Why is Saddam different from the Soviets during the Cold War? I think this is a good question and essentially it is what Hesiod is asking here.

The argument is that deterrence worked during the Cold War, why won’t it work now. In some sense this is a good analogy, but it fails to grasp a key difference between Saddam’s rule and that of the Soviet Union.

First though, Hesiod is absolutely correct about the invasion of Kuwait. It was a perfectly rational act based on the information he had. The mistake was the US sounded like it would appease him. Our mistake and the signal was vital to his decision-making.

The difference is great between the two countries and how they are governed. The Soviet Union was a bureaucratically run country after Stalin. This meant, while it was totalitarian, that power was dispersed widely. No single leader was in control and the aims of furthering the regime were held by more than a small group of leaders with one cult of personality at the top. Towards the end of the Soviet Union, political science really caught up with this and started to model the bureaucratic decision-making process and these models continue to be used in China.
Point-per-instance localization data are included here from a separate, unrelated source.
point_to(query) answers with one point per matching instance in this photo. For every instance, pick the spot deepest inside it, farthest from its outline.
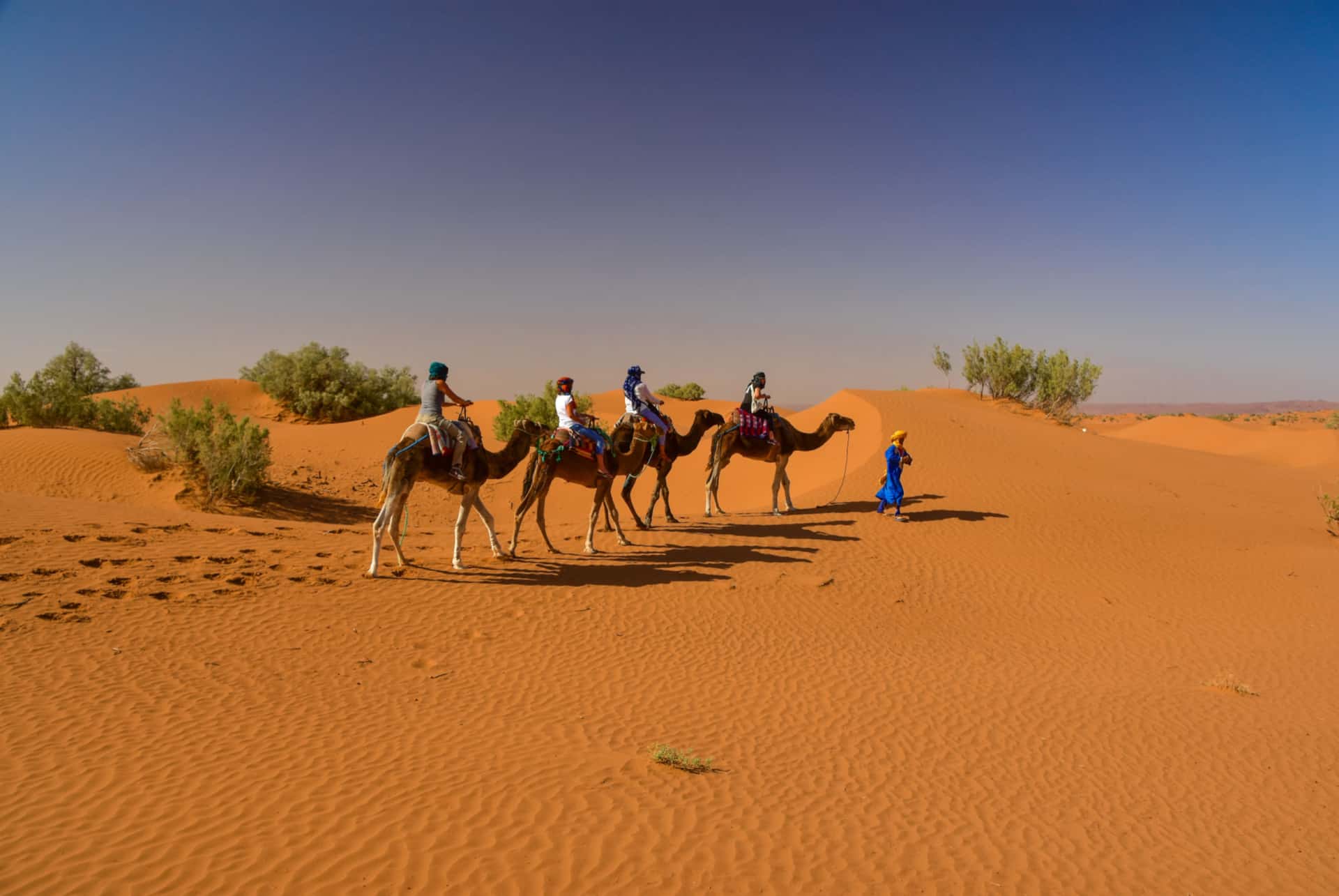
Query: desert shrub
(1010, 372)
(687, 393)
(1062, 384)
(1330, 508)
(536, 407)
(974, 367)
(61, 394)
(943, 363)
(682, 760)
(321, 385)
(228, 457)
Iraq is a very different case though. Saddam, though originally a part of a party apparatus, has shed that baggage by killing off any competitors. The Baathist Party in Iraq is Saddam and his family. In the Soviet Union there were norms to follow and diffuse power that kept any single person after Stalin from becoming a cult of personality. That is an important check.

More importantly, Mark Bowden points out what Saddam’s ultimate goal is. He wants to be a Nassarite figure that stands for and unites Arabs in a nationalist state. In this regard he is like Hitler, though the military comparisons are silly. As long as he or his sons can survive, deterrence will work. However, if he is threatened by a neighbor, the US or most likely a domestic competitor, what is his calculus?

If his goal is to further his legacy, the use of a nuclear weapon is not irrational in attempting to achieve his goal of a Nassar like legacy. His goal isn’t the survival of a state as a bureaucratic organization would see it, it is the survival of his legacy.

Perhaps this is too much psychobabble, but I think his view of his place in the world is well documented. And at that point, one must decide how the institutional differences between the Iraqi state of 2002 and the Soviets during the Cold War are similar or different. I take them as very different creatures and those difference provide a criticial difference in how successful deterrence would be.

As President Clinton pointed out the other night, this creates a huge problem for an attack. How do we ensure that Saddam doesn’t unleash his stockpile of biological agents on the world?

Interestingly, this also provides some insights on who else we may or may not take on in the future, ahem “war on nouns.” Syria, which is a highly relevant threat isn’t run by a cult of personality. It isn’t that Assad isn’t the most powerful member of the Syrian Baathist Party, but the Party is a bureaucratic body that is more than one person. North Korea’s position is debatable, but I would see Kim Jong-Il as a cult of personality–one looking to cut a deal as today’s story concerning the abductions of Japenese Nationals seems to indicate.